What are you working on now?
I can’t say for fear of jinxing it. I am quite superstitious. Suffice to say, it is very preliminary, and I have a feeling it will not have to do with Hong Kong and may very well not be historical either.
QUESTIONS AND TOPICS FOR DISCUSSION
1. Why does Claire steal from the Chens? Why does she stop doing it?
2. Part of Claire’s attraction to Will is that he allows her to be someone different than she had always been. Have you ever been drawn to a person or a situation because it offered you the opportunity to reinvent yourself?
3. The amahs are a steady but silent presence throughout the book. Imagine Trudy and Will’s relationship and then Claire and Will’s affair from their point of view and discuss.
4. Trudy was initially drawn to Will because of his quiet equanimity and Will to Claire because of her innocence. Yet those are precisely the qualities each loses in the course of their love affairs. What does this say about the nature of these relationships? Would Will have been attracted to a woman like Claire before Trudy?
5. What is the irony behind Claire’s adoration of the young Princess Elizabeth?
6. Were Dominick and Trudy guilty of collaboration, or were they simply trying to survive? Do their circumstances absolve them of their actions?
7. Mary, Tobias’s mother, and one of Will’s fellow prisoners in Stanley, does not take advantage of her job in the kitchen to steal more food for her son. Yet she prostitutes herself to preserve him.

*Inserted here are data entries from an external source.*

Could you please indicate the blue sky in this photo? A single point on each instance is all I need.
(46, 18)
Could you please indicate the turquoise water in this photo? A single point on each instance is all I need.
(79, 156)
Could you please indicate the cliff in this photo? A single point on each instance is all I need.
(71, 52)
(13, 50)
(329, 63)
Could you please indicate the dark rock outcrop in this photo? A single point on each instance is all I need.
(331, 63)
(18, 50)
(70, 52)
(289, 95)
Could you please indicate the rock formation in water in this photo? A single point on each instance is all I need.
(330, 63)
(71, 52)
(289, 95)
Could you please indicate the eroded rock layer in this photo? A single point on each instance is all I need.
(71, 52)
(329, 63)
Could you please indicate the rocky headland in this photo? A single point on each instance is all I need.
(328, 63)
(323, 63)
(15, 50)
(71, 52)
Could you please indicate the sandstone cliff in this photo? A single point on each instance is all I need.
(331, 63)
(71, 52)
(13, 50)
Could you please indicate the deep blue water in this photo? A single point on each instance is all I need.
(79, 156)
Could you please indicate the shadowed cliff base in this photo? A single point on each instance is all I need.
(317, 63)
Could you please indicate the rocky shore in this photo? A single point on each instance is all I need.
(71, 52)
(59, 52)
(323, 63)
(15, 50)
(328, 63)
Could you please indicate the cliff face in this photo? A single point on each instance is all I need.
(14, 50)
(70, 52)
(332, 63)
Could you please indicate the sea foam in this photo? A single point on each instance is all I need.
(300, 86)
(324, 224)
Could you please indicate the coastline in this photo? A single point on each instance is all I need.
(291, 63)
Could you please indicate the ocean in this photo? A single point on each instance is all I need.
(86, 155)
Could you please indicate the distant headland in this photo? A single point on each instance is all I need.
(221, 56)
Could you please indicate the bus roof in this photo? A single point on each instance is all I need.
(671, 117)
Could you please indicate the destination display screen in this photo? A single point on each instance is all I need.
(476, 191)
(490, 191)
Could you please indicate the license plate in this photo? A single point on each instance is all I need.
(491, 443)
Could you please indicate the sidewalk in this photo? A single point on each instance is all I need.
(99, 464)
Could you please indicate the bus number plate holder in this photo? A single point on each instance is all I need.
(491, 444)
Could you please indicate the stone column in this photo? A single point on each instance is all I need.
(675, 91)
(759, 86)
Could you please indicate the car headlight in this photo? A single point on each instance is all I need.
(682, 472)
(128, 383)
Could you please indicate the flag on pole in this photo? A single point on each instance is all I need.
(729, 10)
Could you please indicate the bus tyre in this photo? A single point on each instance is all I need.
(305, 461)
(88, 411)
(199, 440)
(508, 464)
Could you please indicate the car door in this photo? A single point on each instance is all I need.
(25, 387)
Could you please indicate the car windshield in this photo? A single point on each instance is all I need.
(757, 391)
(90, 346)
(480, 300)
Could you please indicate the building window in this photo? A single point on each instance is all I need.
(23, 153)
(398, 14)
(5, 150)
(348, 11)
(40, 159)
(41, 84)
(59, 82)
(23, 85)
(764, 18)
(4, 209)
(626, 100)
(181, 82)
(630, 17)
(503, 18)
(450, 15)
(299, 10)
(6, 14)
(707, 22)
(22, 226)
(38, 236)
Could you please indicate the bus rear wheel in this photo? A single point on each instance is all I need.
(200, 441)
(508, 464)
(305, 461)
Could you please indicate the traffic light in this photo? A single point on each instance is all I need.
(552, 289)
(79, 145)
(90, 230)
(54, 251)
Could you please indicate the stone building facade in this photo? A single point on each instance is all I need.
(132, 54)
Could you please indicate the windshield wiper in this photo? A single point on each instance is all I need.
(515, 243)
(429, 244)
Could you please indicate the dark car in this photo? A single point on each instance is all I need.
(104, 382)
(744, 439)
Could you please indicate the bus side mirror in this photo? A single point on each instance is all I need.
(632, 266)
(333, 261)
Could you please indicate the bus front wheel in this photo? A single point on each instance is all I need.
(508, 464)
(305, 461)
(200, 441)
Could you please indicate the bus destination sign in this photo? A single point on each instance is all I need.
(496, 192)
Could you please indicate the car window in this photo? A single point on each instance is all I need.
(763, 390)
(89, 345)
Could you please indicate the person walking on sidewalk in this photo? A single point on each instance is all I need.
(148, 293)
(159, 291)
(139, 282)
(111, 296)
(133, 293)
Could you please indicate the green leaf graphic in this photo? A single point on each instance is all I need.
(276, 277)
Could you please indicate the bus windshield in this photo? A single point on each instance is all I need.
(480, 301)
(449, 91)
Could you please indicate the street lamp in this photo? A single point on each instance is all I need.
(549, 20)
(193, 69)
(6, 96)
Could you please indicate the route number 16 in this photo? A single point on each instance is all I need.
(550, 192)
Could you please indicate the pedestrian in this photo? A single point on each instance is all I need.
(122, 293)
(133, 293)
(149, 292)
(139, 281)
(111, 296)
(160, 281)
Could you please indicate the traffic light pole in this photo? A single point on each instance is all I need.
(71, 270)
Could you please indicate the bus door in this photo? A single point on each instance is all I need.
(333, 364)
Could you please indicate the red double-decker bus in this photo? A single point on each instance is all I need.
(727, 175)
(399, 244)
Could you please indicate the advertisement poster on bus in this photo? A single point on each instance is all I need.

Is Tobias’s physical survival worth the psychological damage she’s inflicting?
8. How do Ned Young’s experiences parallel Trudy’s?
9. Did Will fail Trudy? Was his decision to remain in Stanley rather than be with her on the outside—as he believes—an act of cowardice?
10. Would Locket be better off knowing the truth about her parentage?
11. What would happen if Trudy somehow survived and came back to Will? Could they find happiness together?